The Year of the Six: There's No Stopping Kieran McArdle

June 6, 2023
Matt DaSilva
Steve Boyle

Steven Brooks did not know what to expect of his new roommate until he heard the crinkling of the candy wrapper. He looked over and saw Kieran McArdle ripping open the orange plastic.

“Yo!” Brooks exclaimed as he ogled the Reese’s Peanut Butter Cups. “Let me get some of that.”

“You like these?” McArdle asked.

“Dude, it’s what I need every night before a game,” Brooks answered before quoting “Step Brothers,” the Will Ferrell-John C. Reilly buddy comedy. “Did we just become best friends?”

A veteran midfielder acquired by the Florida Launch midway through the 2014 Major League Lacrosse season, Brooks took the rookie attackman under his wing. They roomed together for the next four years. When their teammates entertained the night life of Fort Lauderdale or Miami, Brooks and McArdle conversed over Mexican food at Rocco’s Tacos in Boca Raton. They liked to stay up late and fall asleep with the TV on.

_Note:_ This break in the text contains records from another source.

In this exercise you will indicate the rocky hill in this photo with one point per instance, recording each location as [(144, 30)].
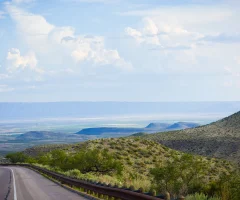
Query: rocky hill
[(220, 139)]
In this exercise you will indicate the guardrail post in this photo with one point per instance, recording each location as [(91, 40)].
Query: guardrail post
[(167, 196), (181, 197)]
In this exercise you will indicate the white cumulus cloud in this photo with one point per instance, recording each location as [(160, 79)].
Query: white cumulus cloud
[(62, 42), (16, 61)]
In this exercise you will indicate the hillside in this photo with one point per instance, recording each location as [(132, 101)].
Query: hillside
[(138, 157), (220, 139)]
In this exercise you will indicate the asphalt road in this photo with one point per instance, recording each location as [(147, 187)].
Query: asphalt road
[(19, 183)]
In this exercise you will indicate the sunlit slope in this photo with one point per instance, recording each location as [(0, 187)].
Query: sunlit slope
[(220, 139)]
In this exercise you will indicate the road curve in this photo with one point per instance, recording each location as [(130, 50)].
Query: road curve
[(30, 185)]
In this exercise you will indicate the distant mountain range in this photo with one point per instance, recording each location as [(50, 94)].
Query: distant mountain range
[(152, 127), (220, 139), (47, 110), (113, 131), (46, 135)]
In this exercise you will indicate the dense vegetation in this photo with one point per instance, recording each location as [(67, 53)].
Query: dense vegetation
[(220, 139), (141, 164)]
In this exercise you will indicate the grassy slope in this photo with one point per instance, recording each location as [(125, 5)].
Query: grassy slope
[(220, 139), (137, 155)]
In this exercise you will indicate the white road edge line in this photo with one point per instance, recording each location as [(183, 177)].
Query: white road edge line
[(14, 185)]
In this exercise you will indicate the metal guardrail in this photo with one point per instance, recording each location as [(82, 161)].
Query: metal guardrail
[(97, 189)]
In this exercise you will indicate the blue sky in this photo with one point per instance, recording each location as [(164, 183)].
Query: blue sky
[(119, 50)]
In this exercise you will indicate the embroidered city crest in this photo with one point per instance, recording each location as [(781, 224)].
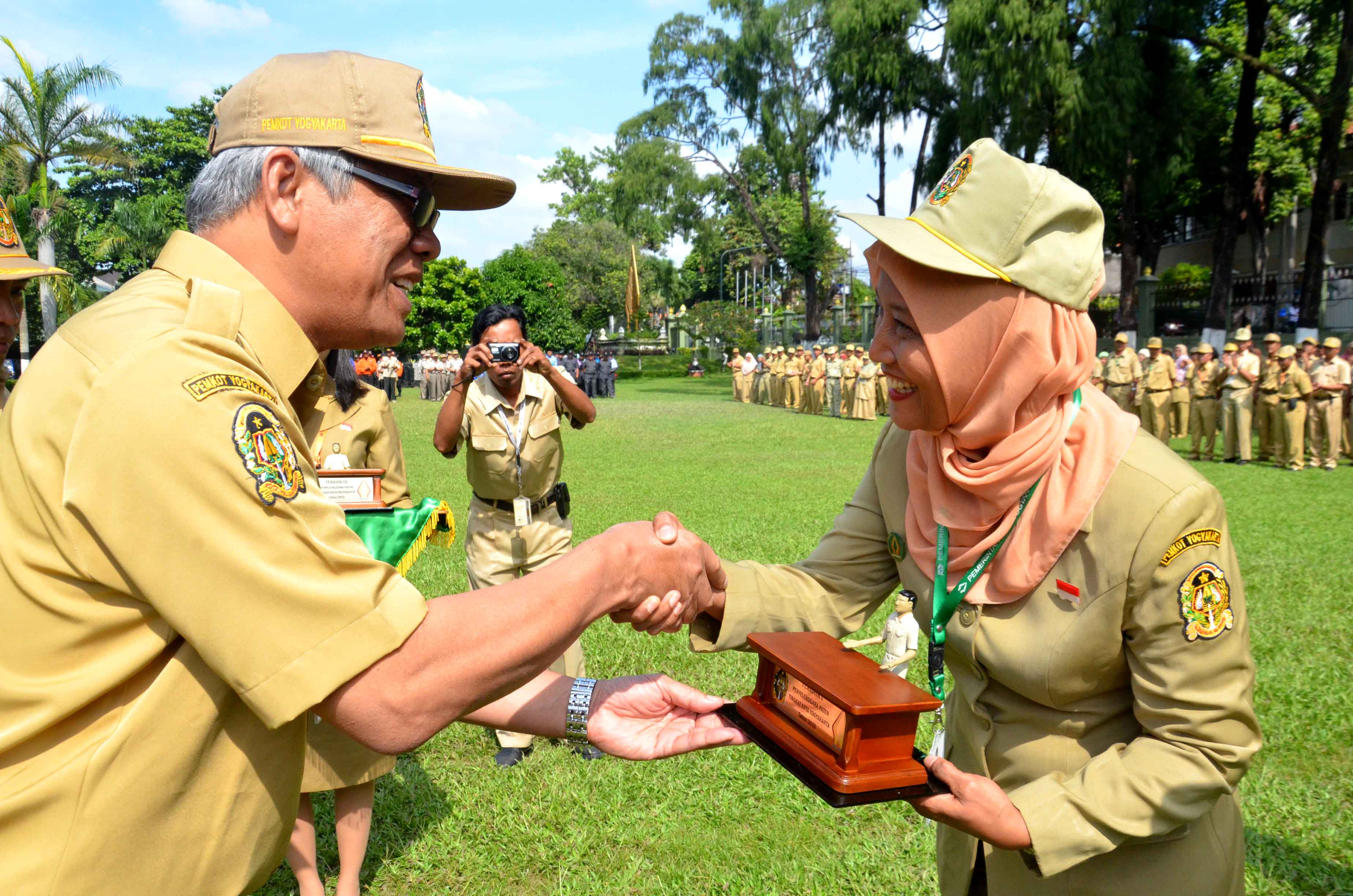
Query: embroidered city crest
[(895, 546), (9, 233), (268, 454), (423, 107), (953, 179), (1206, 603)]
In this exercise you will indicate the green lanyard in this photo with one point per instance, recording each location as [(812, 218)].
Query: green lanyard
[(946, 601)]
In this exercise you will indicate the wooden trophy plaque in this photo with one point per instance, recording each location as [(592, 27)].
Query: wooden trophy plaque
[(352, 489), (831, 717)]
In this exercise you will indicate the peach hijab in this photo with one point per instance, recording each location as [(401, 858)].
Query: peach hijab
[(1009, 363)]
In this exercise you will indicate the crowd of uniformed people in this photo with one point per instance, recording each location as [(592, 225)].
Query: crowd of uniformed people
[(201, 639), (812, 381), (1293, 400)]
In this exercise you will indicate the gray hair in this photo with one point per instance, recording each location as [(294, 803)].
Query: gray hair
[(231, 180)]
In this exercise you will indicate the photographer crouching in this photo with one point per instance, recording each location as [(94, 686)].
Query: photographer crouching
[(508, 404)]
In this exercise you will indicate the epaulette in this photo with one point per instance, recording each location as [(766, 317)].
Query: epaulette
[(213, 309)]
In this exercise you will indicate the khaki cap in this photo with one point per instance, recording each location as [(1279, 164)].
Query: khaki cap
[(367, 107), (15, 263), (994, 216)]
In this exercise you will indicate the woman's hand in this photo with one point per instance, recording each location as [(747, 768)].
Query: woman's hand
[(976, 806), (653, 718)]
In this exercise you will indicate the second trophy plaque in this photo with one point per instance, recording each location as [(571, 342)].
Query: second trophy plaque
[(828, 715)]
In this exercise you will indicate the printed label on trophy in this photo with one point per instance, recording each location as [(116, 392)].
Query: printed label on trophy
[(822, 719), (347, 489)]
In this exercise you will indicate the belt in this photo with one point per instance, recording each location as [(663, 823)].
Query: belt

“It was like two peas in a pod,” Brooks said. “What attracted me to Kieran was his work ethic and how he carried himself. He played with a chip on his shoulder. I wanted to teach him everything I knew — what it’s like to be a pro and how to treat others.”

Brooks, 38, and McArdle, 30, remain close friends today. Even as rivals in the Premier Lacrosse League. The PLL’s inaugural season in 2019 was their last as teammates. Brooks retired and became an assistant coach with the Atlas, who left McArdle, a three-time MLL All-Star and former Rookie of the Year, unprotected in the 2020 expansion draft. The Waterdogs snatched up McArdle and made him a centerpiece of the new team that would win the PLL championship just three years into its existence.

But lacrosse was the farthest thing from either of their minds when Brooks called McArdle to console him after his mother, Patty, died two Septembers ago. Four days after the Waterdogs lost to the Whipsnakes in the 2021 PLL semifinals, Patty McArdle lost her seven-month bout with colorectal cancer. She was 59.

“I had a real good game,” said McArdle, thinking back on his three-goal, three-assist performance in his last game before she died. “I’ve been playing for her ever since.”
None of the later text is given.